The Government is hoping that innovative solutions, corporate tax cuts and simplification of compliance obligations may encourage investments and stir up the country’s economy
This year saw the Portuguese Authorities undertake an ambitious drive to bolster the country’s business environment. The reduction of corporate tax from 25 to 23 percent may not seem drastic, says Paula Rosado Pereira, a Tax Partner at SRS Advogados, but this is only one of many measures included in the corporate income tax reform.
“Portugal took the decision to make the regime more attractive to international investors as well as to Portuguese companies investing abroad,” says Rosado Pereira. “It has finally been understood that high tax rates, complex regimes and multiple compliance obligations are not the better recipe to collect tax – a difficult task, especially when investors are attracted to more appealing shores and the taxable base is compromised by the poor state of the economy. Thus the importance of the new measures. ”
Rosado Pereira points out that Portuguese companies may now receive, without being taxed domestically, foreign profits generated in a qualifying subsidiary located in any non-blacklisted jurisdiction, benefit from a 50 percent reduction in corporate tax in relation to income from industrial property rights (the ‘patent box’ system), as well as face less burdensome ancillary obligations.
“There was too much red tape and high costs when dealing with tax compliance,” she adds. “Tax filings, communications and petitions addressed to the authorities were many, very lengthy and complicated. Therefore, making the system easier, coupled with recent cuts, should have a positive result in terms of investment.”
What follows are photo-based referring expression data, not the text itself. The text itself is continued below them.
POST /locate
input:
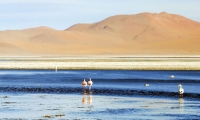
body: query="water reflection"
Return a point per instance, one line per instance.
(181, 103)
(87, 101)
Another anticipated benefit is a reduction in the volume of tax litigation. “The complexity of the corporate income tax system meant that mistakes were made and companies often felt that they were being unfairly treated,” Rosado Pereira concludes. “If compliance obligations are simplified, then there will be less room for confusion or conflict, which should mean less tax litigation -that, after all, also costs the Government money and might discourage investment.”